Cibles personnalisées et anathème collectif
12À ce qui ne saurait être que le rappel d’un thème connu, il convient d’adjoindre deux notations complémentaires, apparemment divergentes : tout d’abord, la personnalisation des cibles, à travers quelques personnages – sans multiplier les exemples, on peut citer Mirabeau-Tonneau, le frère du tribun, fanfaron d’aristocratie25, proie facile pour sa corpulence et son accoutrement guerrier, ou plus encore l’abbé Maury, porte-parole éloquent du parti des noirs, infidèle à ses origines populaires, tête de turc de toute une campagne – dont nous retiendrons, non pour son bon goût mais pour son expressivité, telle estampe, datée d’avril 1790, sur « les deux diables en fureur »26, se livrant dans les airs à un concours « à qui chierait le plus puant » : l’abbé Maury et d’Epremesnil sont les produits de cette double colique. Mais l’aristocratie en tant qu’être collectif peut aussi prendre les traits d’une créature monstrueuse27, hydre polycéphale (chaque tête représentant une de ses variétés…) mamelue, griffue, ailée… terrifiée toutefois par l’apparition d’une lanterne, aveuglée par les rayons du soleil de la liberté : c’est du moins ainsi que Duclos la représente dans « L’Almanach des Aristocrates ».

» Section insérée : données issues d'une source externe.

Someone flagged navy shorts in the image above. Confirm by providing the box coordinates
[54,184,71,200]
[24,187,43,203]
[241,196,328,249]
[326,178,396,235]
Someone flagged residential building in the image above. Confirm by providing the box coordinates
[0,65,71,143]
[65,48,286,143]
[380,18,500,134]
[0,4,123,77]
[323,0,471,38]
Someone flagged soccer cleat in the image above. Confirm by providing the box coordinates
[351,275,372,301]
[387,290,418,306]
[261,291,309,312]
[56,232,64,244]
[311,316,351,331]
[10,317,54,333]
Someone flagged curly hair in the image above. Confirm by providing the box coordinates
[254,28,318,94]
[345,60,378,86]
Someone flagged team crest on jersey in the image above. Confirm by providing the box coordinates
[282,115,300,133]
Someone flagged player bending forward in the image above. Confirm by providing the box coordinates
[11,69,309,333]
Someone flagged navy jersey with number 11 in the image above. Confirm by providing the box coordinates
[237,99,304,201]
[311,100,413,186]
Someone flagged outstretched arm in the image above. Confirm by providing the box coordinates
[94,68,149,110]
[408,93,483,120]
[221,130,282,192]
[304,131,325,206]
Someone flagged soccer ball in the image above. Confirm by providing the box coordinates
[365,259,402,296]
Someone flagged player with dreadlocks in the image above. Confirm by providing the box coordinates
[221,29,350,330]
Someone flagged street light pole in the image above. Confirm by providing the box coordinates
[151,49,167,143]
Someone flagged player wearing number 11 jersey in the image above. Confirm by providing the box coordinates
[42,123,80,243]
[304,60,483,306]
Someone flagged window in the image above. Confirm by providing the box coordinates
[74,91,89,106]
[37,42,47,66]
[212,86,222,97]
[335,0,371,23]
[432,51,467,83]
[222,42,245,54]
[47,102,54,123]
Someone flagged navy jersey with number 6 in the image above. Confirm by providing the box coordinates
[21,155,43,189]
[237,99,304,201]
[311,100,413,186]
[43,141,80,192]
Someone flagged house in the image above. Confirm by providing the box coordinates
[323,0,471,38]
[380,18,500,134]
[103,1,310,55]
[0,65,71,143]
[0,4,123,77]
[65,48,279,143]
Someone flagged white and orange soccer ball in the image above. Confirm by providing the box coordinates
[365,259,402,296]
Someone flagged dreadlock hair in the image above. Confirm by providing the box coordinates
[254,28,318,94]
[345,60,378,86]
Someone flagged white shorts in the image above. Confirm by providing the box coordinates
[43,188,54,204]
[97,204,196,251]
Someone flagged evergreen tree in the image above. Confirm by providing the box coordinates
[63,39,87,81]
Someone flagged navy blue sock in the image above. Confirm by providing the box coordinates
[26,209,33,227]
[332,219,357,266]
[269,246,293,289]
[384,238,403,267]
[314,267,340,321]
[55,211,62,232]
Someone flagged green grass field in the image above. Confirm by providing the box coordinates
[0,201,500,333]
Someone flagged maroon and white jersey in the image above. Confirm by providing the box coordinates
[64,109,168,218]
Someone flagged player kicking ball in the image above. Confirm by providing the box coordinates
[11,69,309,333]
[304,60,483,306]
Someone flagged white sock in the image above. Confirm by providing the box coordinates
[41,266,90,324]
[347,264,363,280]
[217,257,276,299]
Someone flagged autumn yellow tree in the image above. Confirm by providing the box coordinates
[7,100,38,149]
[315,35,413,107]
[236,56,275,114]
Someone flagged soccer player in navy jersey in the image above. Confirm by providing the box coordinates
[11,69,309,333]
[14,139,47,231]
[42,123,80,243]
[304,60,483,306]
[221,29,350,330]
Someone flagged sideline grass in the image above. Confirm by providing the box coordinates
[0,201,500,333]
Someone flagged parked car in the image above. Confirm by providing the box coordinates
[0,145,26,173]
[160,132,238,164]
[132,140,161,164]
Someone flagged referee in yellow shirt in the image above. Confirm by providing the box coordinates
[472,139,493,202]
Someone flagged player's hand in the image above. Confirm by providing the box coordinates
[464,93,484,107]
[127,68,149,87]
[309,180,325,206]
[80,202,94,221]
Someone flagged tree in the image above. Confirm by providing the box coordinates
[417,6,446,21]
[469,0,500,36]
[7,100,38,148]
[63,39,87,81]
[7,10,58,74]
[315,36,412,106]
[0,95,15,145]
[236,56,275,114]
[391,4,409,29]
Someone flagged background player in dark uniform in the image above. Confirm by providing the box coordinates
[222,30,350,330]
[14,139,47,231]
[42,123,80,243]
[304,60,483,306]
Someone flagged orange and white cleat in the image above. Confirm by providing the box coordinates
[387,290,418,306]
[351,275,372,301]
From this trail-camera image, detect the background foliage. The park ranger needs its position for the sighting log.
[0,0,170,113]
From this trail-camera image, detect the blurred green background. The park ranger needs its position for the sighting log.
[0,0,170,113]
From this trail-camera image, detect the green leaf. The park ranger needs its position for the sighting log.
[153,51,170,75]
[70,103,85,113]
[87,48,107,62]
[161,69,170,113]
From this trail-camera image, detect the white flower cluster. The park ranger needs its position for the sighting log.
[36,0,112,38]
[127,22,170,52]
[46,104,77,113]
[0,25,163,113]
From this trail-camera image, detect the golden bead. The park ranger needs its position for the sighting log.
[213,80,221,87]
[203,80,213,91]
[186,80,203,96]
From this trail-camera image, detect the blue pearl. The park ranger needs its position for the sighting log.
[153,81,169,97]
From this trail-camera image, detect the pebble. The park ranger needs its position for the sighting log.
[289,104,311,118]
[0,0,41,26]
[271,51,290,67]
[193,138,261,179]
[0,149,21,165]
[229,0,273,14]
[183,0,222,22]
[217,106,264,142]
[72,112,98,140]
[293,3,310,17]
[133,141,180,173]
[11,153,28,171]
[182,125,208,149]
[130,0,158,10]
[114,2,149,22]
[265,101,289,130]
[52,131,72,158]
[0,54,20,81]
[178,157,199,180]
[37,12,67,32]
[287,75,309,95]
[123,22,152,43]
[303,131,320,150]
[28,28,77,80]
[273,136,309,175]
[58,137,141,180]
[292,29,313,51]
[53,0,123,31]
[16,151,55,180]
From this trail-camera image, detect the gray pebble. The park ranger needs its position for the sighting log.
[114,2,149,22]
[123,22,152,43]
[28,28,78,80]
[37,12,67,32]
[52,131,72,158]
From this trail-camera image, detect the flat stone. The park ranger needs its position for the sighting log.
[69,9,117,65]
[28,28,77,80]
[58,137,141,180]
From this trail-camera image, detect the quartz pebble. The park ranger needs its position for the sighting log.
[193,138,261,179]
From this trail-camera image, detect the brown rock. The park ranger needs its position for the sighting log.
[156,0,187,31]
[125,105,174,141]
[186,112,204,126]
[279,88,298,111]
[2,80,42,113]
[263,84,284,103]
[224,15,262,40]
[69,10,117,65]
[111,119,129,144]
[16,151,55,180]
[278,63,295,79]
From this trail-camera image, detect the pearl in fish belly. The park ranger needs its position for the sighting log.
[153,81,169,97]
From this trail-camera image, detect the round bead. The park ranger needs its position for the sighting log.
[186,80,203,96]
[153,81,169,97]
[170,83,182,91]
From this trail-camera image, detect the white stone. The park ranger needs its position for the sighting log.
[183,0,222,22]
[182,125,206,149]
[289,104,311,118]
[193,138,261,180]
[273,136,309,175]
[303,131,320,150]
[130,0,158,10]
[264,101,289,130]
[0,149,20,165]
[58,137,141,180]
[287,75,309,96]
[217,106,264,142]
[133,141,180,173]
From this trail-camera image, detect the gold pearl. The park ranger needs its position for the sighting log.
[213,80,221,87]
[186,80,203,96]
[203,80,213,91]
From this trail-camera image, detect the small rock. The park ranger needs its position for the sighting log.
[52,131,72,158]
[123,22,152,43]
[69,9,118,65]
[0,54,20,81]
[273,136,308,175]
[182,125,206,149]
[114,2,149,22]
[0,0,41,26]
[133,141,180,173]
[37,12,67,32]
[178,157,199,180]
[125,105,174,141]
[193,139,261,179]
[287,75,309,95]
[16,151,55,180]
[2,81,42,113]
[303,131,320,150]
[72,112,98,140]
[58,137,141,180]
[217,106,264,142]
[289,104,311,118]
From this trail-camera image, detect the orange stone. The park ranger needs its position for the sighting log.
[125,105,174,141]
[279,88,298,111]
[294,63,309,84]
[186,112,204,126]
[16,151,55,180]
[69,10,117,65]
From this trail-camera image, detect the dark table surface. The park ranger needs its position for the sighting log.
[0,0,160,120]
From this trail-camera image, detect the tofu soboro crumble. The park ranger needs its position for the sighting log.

13On pourrait penser qu’il n’est pas dans notre cahier des charges de dresser en contrepoint de ce portrait charge d’un groupe désigné comme minoritaire, tant par son statut que par ses positions, et de ce fait rejeté de la grande communauté nationale, l’image du peuple, tel qu’il s’autodéfinit par étapes entre 1789 et 1793, à la fois par exclusion (on vient de le voir) et par inclusion (l’entrée des masses populaires, le suffrage universel masculin, l’émergence de la sans-culotterie).
Dans le camp révolutionnaire : du jeu des exclusions à la dynamique épuratoire
14Encore faut-il affronter, au fil de ce combat où se sont opposés les hommes qui ont successivement aspiré à conduire le mouvement révolutionnaire, la façon dont ont été désignés et, par suite, représentés les protagonistes en position de force et, surtout, leurs adversaires. Ce qui imposerait une relecture suivie des épisodes révolutionnaires dans laquelle nous ne nous engagerons qu’avec prudence. Deux niveaux pourraient être évoqués tout d’abord, l’attaque ad hominem qui, au fil des affrontements, déconstruit les réputations usurpées, détruit les idoles un temps encensées28 – Necker, Mirabeau, Bailly, La Fayette, bientôt Barnave, autant de variations autour de l’apostrophe classique sur la roche tarpéienne qui est proche du Capitole. Des procédés les plus classiques, tels que nous les avons vus appliqués aux aristocrates et à la droite – ainsi le convoi funèbre ou l’homme à double figure (ce peut être Barnave ou Bailly) – au jeu de mots de plus ou moins bon goût – Rabaut Saint Étienne en menuisier29, ou Pet-ion devenu Pet-merdeux – tous les moyens sont bons, à droite comme à gauche, pour désigner à l’exclusion et à la vindicte les adversaires à abattre : un exercice auquel certains se prêtent plus que d’autres.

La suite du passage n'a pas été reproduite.